Farmers are reminded to be cognizant of high traffic times, usually mornings and late afternoons. While it often is impossible to avoid operating on the roads during these times, it may be possible to limit road transportation and if there is a build up of traffic behind farm vehicles pull in and let traffic pass where it is safe to do so .
"It can often lead to drivers taking unnecessary risks and overtaking at the most inopportune times, creating a danger to themselves and to other road users."
Begin to reduce your speed immediately after seeing a slow moving vehicle emblem. Remember at 55 mph, a driver has about four seconds before colliding with a tractor a football field away.
Farm machinery operators may not be able to see you because the large equipment or load can block part of their rear-view mirror. If you can't see the driver, the driver can't see you.
Be extra cautious on wet pavements or when mud and debris from tractor tires are deposited on roadways, creating slippery conditions. On wet roads, stopping distance can be increased as much as five times.
Yield to wide approaching vehicles. Farm equipment is often wider than a normal traffic lane.

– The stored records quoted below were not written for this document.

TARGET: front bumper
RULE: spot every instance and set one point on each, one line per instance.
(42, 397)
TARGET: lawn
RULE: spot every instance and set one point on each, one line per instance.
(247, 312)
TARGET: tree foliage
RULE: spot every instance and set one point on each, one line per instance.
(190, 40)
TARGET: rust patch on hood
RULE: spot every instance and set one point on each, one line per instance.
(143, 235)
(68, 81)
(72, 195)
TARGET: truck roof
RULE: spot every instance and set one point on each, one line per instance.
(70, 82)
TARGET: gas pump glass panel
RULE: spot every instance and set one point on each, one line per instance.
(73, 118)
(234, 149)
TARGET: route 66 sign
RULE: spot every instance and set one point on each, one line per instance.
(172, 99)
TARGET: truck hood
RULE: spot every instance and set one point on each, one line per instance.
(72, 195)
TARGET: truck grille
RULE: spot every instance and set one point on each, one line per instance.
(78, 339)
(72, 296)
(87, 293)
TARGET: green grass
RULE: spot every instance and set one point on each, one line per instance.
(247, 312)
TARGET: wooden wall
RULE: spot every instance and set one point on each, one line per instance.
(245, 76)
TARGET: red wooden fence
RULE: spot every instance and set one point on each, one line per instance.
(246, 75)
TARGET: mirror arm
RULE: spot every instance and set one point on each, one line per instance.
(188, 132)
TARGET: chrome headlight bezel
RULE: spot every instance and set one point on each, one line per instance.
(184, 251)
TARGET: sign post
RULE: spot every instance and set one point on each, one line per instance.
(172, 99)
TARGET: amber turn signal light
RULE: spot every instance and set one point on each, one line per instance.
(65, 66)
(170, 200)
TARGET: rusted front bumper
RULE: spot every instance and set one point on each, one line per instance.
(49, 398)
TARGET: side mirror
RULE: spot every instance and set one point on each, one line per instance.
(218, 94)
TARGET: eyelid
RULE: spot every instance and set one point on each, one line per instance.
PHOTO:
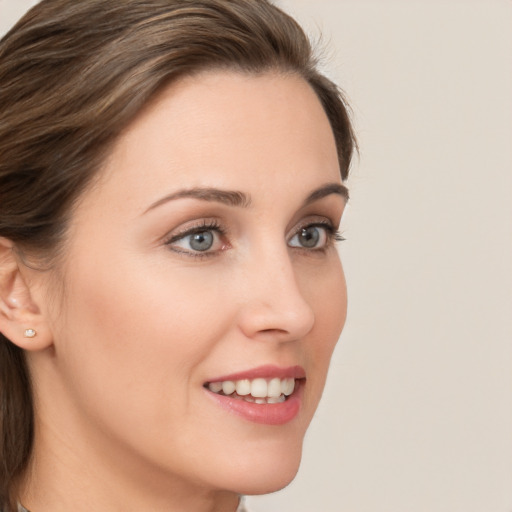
(203, 225)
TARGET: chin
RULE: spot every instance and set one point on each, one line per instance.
(267, 472)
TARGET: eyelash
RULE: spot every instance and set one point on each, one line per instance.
(333, 236)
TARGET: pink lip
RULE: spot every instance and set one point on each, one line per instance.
(265, 372)
(267, 414)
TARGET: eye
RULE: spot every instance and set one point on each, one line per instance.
(200, 240)
(314, 236)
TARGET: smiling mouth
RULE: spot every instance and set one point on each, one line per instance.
(258, 391)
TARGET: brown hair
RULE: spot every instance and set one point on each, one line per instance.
(72, 76)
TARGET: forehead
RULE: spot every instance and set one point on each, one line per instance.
(226, 129)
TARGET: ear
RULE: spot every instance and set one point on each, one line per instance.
(18, 312)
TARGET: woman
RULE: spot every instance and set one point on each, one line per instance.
(171, 183)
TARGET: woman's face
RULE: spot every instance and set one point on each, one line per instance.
(203, 258)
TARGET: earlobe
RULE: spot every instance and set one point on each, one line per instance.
(21, 320)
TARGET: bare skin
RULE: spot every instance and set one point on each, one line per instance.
(145, 315)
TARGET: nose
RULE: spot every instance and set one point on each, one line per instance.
(274, 305)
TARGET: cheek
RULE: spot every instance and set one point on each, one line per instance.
(328, 297)
(134, 335)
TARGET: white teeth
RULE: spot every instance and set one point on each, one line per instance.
(243, 387)
(260, 391)
(259, 388)
(276, 400)
(274, 388)
(228, 387)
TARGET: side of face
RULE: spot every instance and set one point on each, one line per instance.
(167, 291)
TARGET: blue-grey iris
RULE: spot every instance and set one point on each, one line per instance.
(201, 241)
(309, 237)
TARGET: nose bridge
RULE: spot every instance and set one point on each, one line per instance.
(275, 305)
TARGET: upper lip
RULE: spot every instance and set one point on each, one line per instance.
(264, 372)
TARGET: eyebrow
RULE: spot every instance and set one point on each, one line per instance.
(240, 199)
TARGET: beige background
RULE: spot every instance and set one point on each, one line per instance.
(417, 414)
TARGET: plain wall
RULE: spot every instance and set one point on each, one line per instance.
(417, 413)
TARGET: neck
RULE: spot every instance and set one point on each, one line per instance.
(62, 477)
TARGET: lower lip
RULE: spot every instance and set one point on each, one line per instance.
(267, 414)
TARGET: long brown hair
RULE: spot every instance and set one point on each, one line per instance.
(73, 74)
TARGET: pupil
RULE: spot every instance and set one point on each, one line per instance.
(202, 241)
(309, 237)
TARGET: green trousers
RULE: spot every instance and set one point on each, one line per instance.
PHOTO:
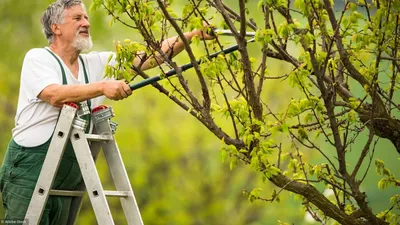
(19, 174)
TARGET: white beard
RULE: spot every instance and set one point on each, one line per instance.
(82, 43)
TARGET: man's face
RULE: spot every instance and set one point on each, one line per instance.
(76, 28)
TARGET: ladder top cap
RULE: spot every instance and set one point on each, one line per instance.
(99, 108)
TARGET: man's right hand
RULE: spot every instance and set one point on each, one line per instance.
(116, 89)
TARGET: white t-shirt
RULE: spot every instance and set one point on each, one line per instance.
(36, 119)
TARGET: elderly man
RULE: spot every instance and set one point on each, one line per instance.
(50, 77)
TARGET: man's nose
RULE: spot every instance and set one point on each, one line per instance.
(85, 23)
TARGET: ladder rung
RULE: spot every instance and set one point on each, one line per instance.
(117, 193)
(81, 193)
(97, 137)
(67, 193)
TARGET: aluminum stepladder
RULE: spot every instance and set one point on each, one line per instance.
(86, 148)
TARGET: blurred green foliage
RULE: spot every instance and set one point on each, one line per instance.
(172, 160)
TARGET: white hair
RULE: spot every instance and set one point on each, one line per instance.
(54, 14)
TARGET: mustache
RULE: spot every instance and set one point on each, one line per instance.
(83, 30)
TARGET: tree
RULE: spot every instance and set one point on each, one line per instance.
(344, 75)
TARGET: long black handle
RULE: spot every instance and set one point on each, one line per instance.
(184, 67)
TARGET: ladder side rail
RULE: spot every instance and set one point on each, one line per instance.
(76, 203)
(50, 165)
(119, 175)
(91, 178)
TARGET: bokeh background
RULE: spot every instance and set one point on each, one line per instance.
(173, 162)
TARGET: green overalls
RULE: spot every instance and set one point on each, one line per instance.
(20, 171)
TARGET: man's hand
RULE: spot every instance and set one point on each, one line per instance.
(116, 89)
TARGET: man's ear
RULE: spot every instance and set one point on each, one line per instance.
(55, 29)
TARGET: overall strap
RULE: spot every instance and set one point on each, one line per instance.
(64, 78)
(62, 68)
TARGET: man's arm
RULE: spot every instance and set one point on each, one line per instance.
(57, 95)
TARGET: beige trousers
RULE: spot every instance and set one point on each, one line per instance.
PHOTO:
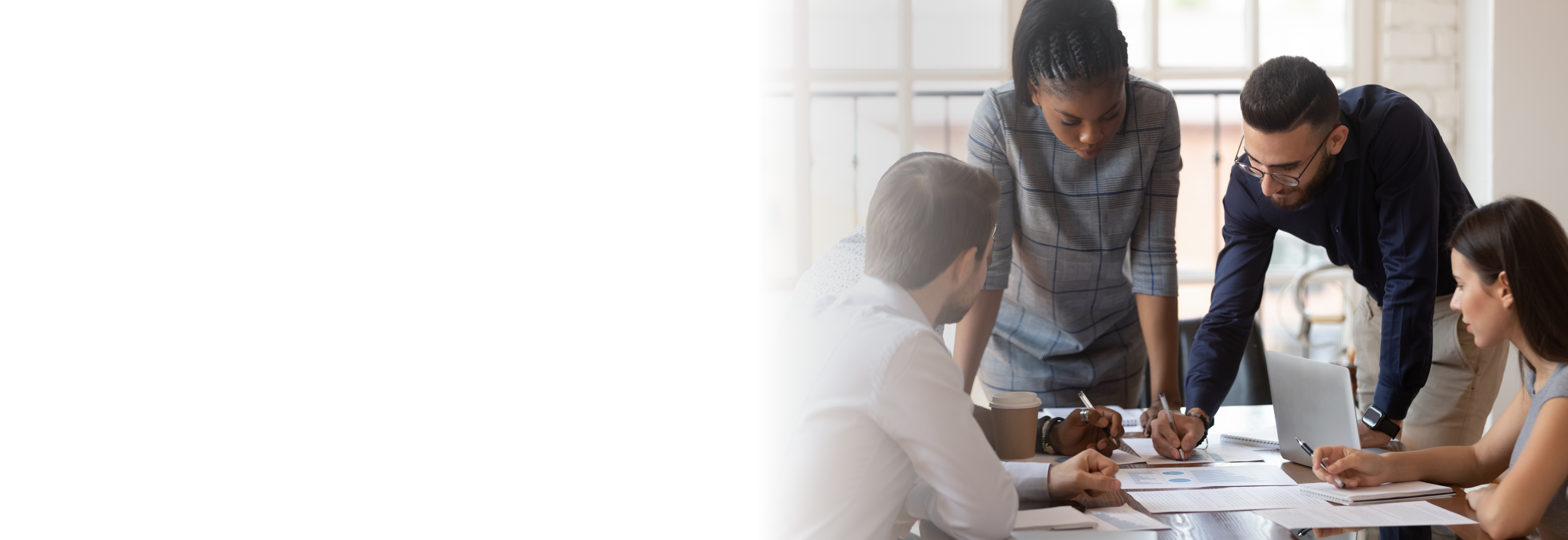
(1452, 407)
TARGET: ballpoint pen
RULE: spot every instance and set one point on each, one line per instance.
(1321, 462)
(1120, 444)
(1167, 404)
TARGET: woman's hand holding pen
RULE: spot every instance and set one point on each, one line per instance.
(1073, 436)
(1188, 434)
(1350, 465)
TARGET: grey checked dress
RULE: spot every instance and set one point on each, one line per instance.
(1074, 240)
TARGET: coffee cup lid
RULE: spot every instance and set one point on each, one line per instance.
(1015, 400)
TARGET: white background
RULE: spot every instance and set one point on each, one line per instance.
(371, 270)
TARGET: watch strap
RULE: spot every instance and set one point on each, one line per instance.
(1387, 426)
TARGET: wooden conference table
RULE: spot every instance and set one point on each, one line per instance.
(1231, 525)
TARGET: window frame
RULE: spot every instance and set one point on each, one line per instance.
(1362, 52)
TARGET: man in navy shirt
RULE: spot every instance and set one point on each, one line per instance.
(1366, 176)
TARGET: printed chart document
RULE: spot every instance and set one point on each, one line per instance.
(1216, 453)
(1203, 476)
(1125, 519)
(1374, 515)
(1227, 500)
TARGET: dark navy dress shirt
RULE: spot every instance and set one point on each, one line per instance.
(1387, 210)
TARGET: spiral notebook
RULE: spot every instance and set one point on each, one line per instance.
(1264, 439)
(1396, 492)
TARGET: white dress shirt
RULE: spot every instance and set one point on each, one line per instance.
(883, 425)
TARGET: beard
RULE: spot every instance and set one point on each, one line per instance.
(1304, 193)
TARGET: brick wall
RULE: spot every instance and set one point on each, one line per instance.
(1420, 55)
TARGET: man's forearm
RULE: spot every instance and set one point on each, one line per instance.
(974, 332)
(1163, 339)
(1402, 368)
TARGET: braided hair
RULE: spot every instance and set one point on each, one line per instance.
(1065, 41)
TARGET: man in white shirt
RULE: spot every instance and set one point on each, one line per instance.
(883, 431)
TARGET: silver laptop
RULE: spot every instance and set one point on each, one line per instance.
(1313, 403)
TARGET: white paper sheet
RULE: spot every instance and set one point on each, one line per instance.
(1227, 500)
(1115, 456)
(1130, 417)
(1054, 519)
(1202, 476)
(1216, 453)
(1125, 519)
(1374, 515)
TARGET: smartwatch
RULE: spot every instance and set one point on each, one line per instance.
(1377, 420)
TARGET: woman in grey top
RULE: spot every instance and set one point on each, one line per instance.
(1089, 160)
(1509, 259)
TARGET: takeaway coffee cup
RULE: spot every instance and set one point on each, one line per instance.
(1014, 420)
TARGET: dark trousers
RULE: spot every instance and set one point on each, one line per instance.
(1424, 533)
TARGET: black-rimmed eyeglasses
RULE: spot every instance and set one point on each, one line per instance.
(1279, 178)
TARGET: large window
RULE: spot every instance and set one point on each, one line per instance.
(857, 83)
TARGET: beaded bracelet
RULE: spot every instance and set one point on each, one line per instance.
(1045, 434)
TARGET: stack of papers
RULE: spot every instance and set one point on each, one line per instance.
(1217, 453)
(1203, 476)
(1225, 500)
(1396, 492)
(1377, 515)
(1067, 519)
(1126, 519)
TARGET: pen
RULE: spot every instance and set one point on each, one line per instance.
(1167, 404)
(1321, 462)
(1120, 445)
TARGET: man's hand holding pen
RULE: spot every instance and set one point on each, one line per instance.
(1186, 434)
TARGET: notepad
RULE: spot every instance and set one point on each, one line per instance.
(1225, 500)
(1263, 439)
(1377, 515)
(1054, 519)
(1396, 492)
(1203, 476)
(1067, 519)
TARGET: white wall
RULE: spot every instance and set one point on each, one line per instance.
(1474, 157)
(1528, 49)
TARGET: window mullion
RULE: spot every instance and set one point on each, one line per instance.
(905, 77)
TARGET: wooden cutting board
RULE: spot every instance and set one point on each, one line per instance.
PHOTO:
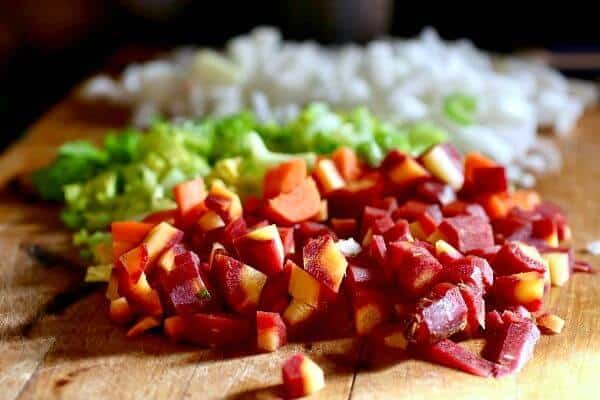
(57, 345)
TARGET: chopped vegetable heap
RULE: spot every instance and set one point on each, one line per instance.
(134, 173)
(413, 257)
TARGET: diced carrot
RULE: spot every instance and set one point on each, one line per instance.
(323, 212)
(476, 160)
(347, 163)
(303, 202)
(284, 177)
(161, 216)
(120, 248)
(527, 200)
(496, 205)
(252, 204)
(189, 194)
(130, 231)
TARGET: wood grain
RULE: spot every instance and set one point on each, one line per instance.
(78, 354)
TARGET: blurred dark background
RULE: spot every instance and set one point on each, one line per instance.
(48, 46)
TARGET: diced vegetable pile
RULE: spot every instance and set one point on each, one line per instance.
(134, 172)
(413, 256)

It is illegal and very dangerous to pass farm equipment in a no passing area. The relatively slow speed of farm equipment does not make it safe to pass in situations that are not otherwise lawful.
When passing be extra cautious. Tractors and other equipment maybe wider than they look from behind. Machinery that is half on the road and half on the shoulder may suddenly move completely on the road to avoid hitting obstacles such as mailboxes, road signs, and bridges.
Be sure there is adequate distance for you to clear the equipment and pass safely.
Check to be sure the machinery is not turning. Because of the size of today's equipment, farmers often have to make wide left turns. Don't assume that when the equipment veers right, the operator is pulling over for you to pass. The operator is likely preparing to make a wide left turn. Likewise, sometimes to make a right turn, the driver must fade to the left.
Be patient. Farm machinery can't travel at high speeds. While most farmers will move to the side of the road to let traffic pass when they are able to do so safely, Alabama law does not require it.
The next time you find yourself sharing the road with farm equipment, take a moment to appreciate the farmer's life and be thankful for the food they provide. Making good driving decisions will help get you both safely to your destinations.